Intelligent Control of Energy Distribution Networks

  • Pablo Chamoso
  • Juan Francisco De Paz
  • Javier Bajo
  • Gabriel Villarrubia
Conference paper
Part of the Advances in Intelligent Systems and Computing book series (AISC, volume 473)


There has been continuous research in the energy distribution sector over the last years because of its significant impact in modern societies. Nonetheless, the use of high voltage power lines transport involves some risks that may be avoided with periodic reviews. The objective of this work is to reduce the number of these periodic reviews so that the maintenance cost of power lines is also reduced.
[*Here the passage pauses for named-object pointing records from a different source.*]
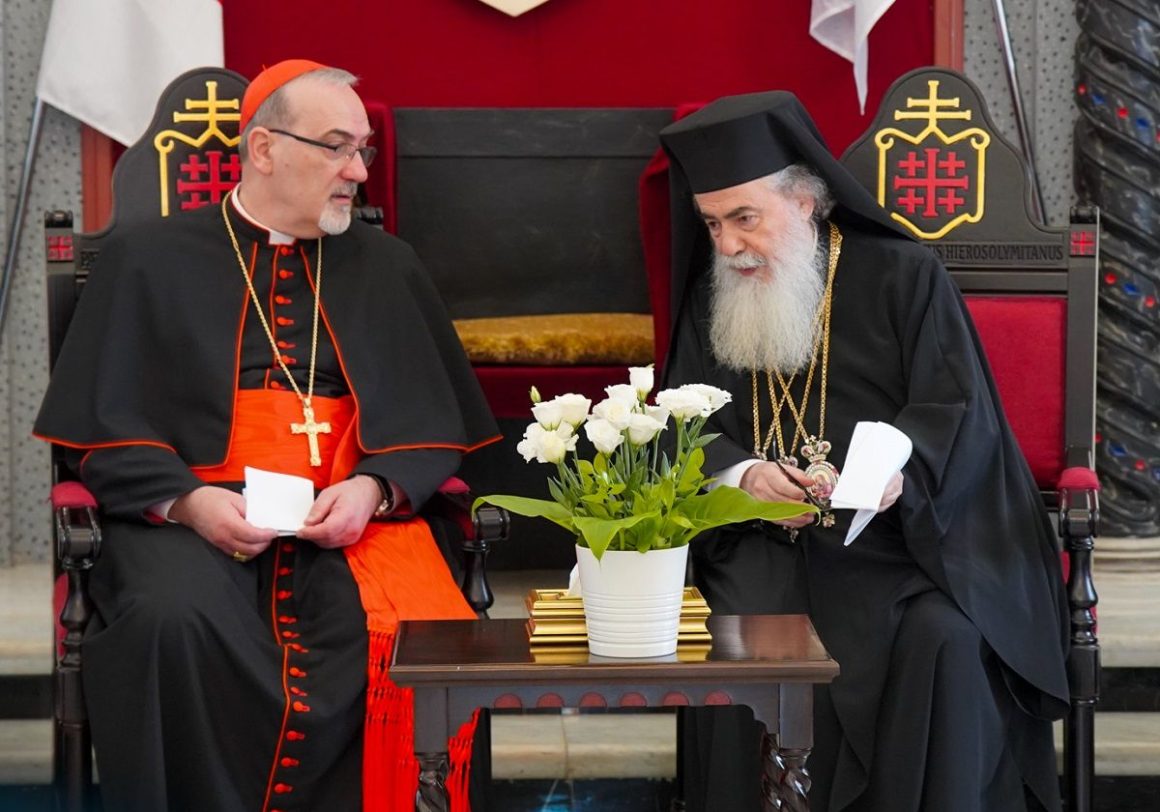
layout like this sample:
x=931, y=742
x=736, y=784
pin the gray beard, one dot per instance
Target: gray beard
x=333, y=220
x=767, y=320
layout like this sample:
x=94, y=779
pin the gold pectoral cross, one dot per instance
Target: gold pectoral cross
x=311, y=429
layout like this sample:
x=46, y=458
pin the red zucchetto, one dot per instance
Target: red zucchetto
x=270, y=80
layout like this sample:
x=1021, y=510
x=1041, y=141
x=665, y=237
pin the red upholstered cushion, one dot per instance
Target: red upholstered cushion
x=71, y=495
x=1024, y=338
x=1078, y=479
x=454, y=485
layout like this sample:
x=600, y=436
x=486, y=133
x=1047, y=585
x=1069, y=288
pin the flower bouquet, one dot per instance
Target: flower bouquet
x=643, y=491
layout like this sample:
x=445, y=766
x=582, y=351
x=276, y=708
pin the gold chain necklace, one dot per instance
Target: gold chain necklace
x=309, y=426
x=813, y=447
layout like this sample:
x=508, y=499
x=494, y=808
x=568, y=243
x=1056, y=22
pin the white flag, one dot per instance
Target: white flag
x=843, y=27
x=106, y=62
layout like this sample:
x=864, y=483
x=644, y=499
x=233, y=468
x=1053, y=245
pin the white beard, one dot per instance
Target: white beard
x=766, y=320
x=334, y=220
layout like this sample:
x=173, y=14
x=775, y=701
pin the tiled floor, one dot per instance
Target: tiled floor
x=579, y=762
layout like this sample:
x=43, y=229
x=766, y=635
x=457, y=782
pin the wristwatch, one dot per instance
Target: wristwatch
x=388, y=505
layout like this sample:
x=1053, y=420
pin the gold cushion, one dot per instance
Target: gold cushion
x=559, y=339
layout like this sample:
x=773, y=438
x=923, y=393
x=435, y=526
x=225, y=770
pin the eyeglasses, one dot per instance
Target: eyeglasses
x=345, y=151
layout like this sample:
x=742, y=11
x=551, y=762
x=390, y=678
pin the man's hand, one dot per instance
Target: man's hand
x=341, y=512
x=218, y=515
x=892, y=492
x=768, y=483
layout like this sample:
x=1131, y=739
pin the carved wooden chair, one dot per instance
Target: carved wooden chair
x=186, y=159
x=945, y=174
x=936, y=162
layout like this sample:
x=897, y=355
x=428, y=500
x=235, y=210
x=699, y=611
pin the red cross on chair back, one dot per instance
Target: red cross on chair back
x=188, y=158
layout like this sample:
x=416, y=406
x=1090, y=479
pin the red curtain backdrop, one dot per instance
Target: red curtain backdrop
x=580, y=52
This work is focused on the periodic review of transmission towers (TT) to avoid important risks, such as step and touch potentials, for humans. To reduce the number of TT to be reviewed, an organization-based agent system is proposed in conjunction with different artificial intelligence methods and algorithms. This system is able to propose a sample of TT from a selected set to be reviewed and to ensure that the whole set will have similar values without needing to review all the TT. As a result, the system provides a web application to manage all the review processes and all the TT of Spain, allowing the review companies to use the application either when they initiate a new review process for a whole line or area of TT, or when they want to place an entirely new set of TT, in which case the system would recommend the best place and the best type of structure to use.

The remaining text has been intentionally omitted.